Introduction to Slurm
This knowledge article will give an overview of Slurm, new job submission requirements as well as commands and examples, and PBS to Slurm equivalents to convert jobscripts.
We have just completed a very major upgrade to our scheduling software from PBS to Slurm. Although this will prove to benefit us greatly in the future, we must first adapt to it in the present.
Slurm is a modern job-scheduler with capabilities that are compatible with the WSU Grid's heterogeneous hardware. It is an open source, fault-tolerant, and highly scalable cluster management, and job scheduling system for large and small Linux clusters. It allocates exclusive and/or non-exclusive access to resources (compute nodes) to users for some duration of time so they can perform work. It provides a framework for starting, executing, and monitoring work on the set of allocated nodes. It arbitrates contention for resources by managing a queue of pending work.
Slurm differs from PBS in its commands to submit and monitor jobs, syntax to request resources and how environment variables behave. In Slurm, sets of compute nodes are called partitions rather than queues (PBS). Resources are classified into QoSâs. A QOS is a classification that determines what kind of resources your job can use. Users can specify certain features of nodes utilizing the constraint directive. A job is given an allocation of resources to run.
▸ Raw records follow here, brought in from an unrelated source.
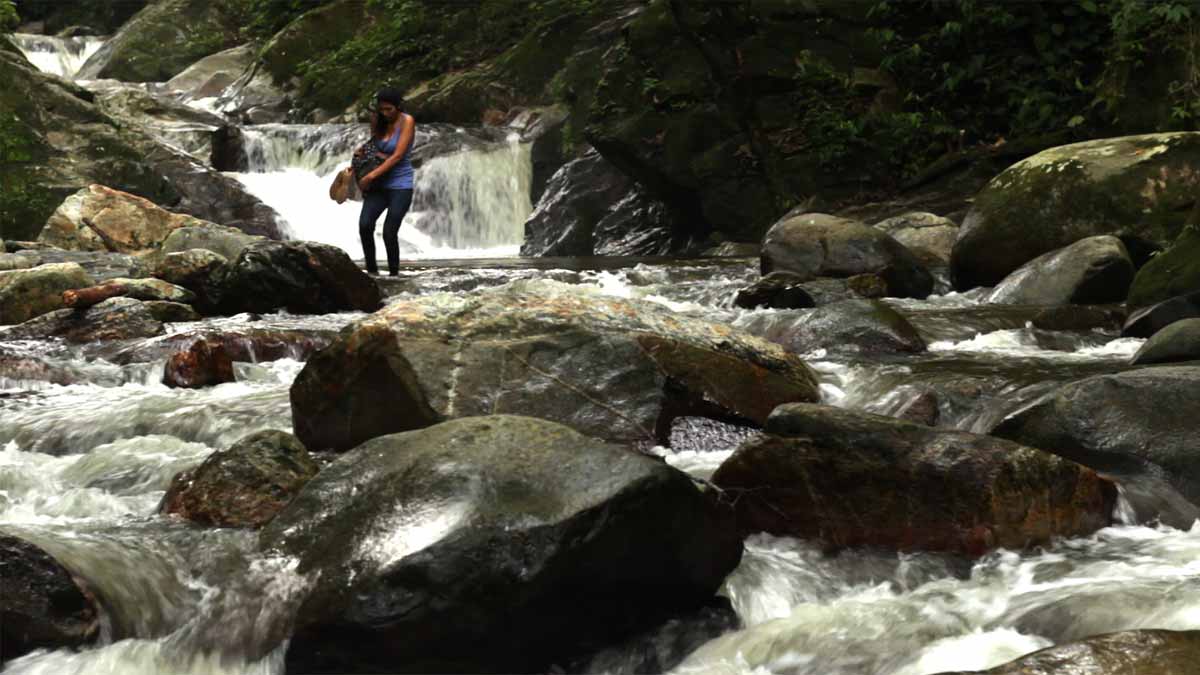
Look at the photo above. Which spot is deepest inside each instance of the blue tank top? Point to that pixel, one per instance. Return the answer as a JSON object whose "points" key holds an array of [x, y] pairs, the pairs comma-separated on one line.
{"points": [[401, 175]]}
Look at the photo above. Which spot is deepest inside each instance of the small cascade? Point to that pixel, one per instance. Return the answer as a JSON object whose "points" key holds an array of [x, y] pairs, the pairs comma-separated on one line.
{"points": [[472, 187], [58, 55]]}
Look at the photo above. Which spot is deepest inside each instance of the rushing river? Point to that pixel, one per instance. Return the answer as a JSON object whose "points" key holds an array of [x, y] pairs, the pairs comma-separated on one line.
{"points": [[84, 464]]}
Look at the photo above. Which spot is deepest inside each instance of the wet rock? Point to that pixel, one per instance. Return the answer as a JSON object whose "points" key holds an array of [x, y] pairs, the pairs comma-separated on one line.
{"points": [[851, 478], [136, 288], [1149, 321], [1173, 273], [299, 276], [1179, 341], [192, 28], [226, 242], [1090, 272], [245, 485], [43, 605], [1132, 652], [213, 75], [549, 541], [1132, 425], [921, 410], [1138, 187], [778, 290], [102, 219], [850, 326], [591, 208], [203, 364], [115, 318], [612, 368], [28, 293], [666, 645], [825, 245], [928, 236]]}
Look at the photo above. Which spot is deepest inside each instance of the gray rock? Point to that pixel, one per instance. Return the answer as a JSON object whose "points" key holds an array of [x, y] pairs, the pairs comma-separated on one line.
{"points": [[1091, 272], [1179, 341], [825, 245], [545, 538], [1132, 425], [612, 368], [928, 236]]}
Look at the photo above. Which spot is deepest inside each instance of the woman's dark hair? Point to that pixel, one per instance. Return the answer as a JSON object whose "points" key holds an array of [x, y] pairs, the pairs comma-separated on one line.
{"points": [[379, 123]]}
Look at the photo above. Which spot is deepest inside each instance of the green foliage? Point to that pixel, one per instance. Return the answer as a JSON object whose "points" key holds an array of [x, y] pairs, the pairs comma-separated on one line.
{"points": [[9, 18]]}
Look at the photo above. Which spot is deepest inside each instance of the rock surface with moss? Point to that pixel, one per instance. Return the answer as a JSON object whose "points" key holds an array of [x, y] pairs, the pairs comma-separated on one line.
{"points": [[612, 368], [1138, 187]]}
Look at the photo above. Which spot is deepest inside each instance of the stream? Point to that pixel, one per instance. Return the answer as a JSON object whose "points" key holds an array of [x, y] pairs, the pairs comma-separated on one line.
{"points": [[84, 464]]}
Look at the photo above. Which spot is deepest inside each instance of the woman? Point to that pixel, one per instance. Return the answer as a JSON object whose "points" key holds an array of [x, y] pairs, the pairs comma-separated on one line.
{"points": [[389, 186]]}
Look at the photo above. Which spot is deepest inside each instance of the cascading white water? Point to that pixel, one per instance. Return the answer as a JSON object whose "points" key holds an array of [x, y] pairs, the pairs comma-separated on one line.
{"points": [[59, 55], [471, 199]]}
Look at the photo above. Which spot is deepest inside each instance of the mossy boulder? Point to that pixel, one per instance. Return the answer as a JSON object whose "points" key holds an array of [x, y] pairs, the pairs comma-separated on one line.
{"points": [[244, 485], [139, 52], [546, 539], [1135, 426], [27, 293], [612, 368], [850, 478], [1091, 272], [1138, 187], [1175, 272]]}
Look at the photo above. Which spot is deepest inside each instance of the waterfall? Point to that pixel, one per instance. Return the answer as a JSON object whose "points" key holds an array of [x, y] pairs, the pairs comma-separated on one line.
{"points": [[59, 55], [472, 187]]}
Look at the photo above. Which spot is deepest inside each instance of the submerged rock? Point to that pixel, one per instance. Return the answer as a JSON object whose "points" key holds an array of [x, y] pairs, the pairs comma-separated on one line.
{"points": [[493, 544], [244, 485], [28, 293], [203, 364], [299, 276], [115, 318], [1179, 341], [850, 478], [825, 245], [612, 368], [1132, 652], [42, 604], [1090, 272], [1138, 187], [1137, 426]]}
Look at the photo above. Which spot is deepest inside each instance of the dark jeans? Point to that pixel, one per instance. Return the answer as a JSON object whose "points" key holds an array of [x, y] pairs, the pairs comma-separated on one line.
{"points": [[396, 203]]}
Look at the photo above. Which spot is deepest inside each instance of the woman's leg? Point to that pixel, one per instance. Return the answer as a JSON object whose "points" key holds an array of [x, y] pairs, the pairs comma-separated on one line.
{"points": [[397, 205], [373, 203]]}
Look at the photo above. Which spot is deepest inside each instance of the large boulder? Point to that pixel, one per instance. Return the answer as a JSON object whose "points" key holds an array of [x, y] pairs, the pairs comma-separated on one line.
{"points": [[245, 485], [115, 318], [42, 604], [1135, 426], [823, 245], [137, 53], [27, 293], [846, 326], [1138, 187], [1149, 321], [1091, 272], [1132, 652], [851, 478], [611, 368], [493, 544], [1175, 272], [299, 276], [928, 236], [591, 208]]}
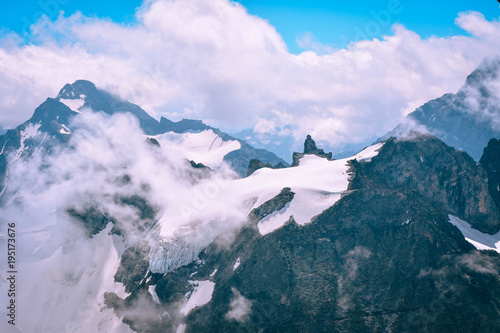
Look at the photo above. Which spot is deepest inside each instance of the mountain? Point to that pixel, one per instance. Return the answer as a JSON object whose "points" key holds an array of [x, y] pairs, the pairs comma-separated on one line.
{"points": [[51, 124], [374, 242], [466, 120], [138, 226]]}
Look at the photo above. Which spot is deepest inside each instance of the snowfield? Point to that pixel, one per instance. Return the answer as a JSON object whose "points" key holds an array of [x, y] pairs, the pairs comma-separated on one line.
{"points": [[475, 237], [205, 147]]}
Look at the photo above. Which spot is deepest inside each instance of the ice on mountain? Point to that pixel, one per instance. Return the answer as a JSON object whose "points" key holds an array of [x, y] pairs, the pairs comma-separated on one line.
{"points": [[73, 104], [202, 294], [480, 240], [237, 264]]}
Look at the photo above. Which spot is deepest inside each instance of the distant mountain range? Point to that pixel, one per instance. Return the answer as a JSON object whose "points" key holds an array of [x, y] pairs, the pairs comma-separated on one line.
{"points": [[466, 120], [153, 234], [53, 117]]}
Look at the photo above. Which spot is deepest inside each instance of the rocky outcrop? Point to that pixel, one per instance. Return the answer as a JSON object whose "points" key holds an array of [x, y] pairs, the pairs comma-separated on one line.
{"points": [[377, 260], [383, 258], [490, 161], [256, 164], [310, 148], [273, 205], [466, 120], [425, 164]]}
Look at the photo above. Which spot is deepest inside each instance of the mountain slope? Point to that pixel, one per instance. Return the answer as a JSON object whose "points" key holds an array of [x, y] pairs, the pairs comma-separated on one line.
{"points": [[53, 122], [466, 120], [383, 256]]}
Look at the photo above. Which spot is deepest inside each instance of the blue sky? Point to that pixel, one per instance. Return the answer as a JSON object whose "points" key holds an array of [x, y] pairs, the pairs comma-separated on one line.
{"points": [[246, 69], [332, 23]]}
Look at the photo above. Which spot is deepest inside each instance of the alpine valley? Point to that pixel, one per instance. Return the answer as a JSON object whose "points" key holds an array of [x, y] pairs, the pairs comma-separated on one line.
{"points": [[129, 224]]}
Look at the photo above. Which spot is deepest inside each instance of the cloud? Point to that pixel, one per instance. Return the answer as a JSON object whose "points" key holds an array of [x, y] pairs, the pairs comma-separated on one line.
{"points": [[214, 61], [239, 308], [107, 164]]}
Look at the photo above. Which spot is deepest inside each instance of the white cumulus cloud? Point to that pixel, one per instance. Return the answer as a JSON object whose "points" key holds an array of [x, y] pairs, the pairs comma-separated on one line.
{"points": [[212, 60]]}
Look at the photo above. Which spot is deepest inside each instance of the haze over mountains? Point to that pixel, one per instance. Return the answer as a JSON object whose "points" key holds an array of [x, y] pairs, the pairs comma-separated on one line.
{"points": [[128, 224]]}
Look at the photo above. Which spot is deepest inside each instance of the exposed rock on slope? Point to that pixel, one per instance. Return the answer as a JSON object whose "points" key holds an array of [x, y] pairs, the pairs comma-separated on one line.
{"points": [[442, 174], [310, 148], [466, 120], [384, 258]]}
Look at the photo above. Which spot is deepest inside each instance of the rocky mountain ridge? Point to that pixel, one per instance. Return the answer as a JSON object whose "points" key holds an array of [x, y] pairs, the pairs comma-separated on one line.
{"points": [[384, 257]]}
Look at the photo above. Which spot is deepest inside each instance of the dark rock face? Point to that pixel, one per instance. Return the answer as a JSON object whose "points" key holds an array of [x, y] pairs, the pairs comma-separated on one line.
{"points": [[440, 173], [239, 159], [273, 205], [100, 100], [466, 120], [384, 258], [310, 148], [256, 164], [376, 261], [490, 161]]}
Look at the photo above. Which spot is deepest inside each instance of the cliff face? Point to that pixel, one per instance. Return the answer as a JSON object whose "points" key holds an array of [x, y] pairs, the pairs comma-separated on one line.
{"points": [[490, 161], [384, 258], [311, 149], [447, 177], [466, 120], [378, 260]]}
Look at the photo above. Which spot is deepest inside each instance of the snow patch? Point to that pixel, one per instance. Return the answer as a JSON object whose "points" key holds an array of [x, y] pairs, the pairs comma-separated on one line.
{"points": [[74, 279], [205, 147], [237, 264], [369, 152], [152, 291], [73, 104], [239, 308], [201, 295], [480, 240], [181, 328], [29, 132], [64, 130]]}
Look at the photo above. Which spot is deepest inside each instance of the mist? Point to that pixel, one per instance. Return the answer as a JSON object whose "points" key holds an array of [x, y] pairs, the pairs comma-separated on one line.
{"points": [[132, 190]]}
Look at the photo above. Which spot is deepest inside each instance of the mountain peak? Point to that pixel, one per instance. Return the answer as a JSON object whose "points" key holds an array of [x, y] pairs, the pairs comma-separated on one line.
{"points": [[75, 90], [310, 148]]}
Jobs spawn steps, which are allocated resources from within the job's allocation.
Here are some basic commands that will get you up and running with Slurm:
Command | Description |
freenodes | Provides freenode, partition, and QoS information |
qme | Still works and provides information from squeue now |
sbatch | Submit a job to the batch queue system, e.g., sbatch myjob.sh, where myjob.sh is a SLURM job script. |
srun | Submit an interactive job to the batch queue system, e.g., srun --pty bash, will begin an interactive shell. |
scancel <jobID> | Cancel a job, e.g., scancel 123, where 123 is a job ID. |
sq | Check current jobs in the batch queue system. |
Key options to set when submitting your jobs
When submitting a job, the two key options required are the QoS and a maximum time limit for your job.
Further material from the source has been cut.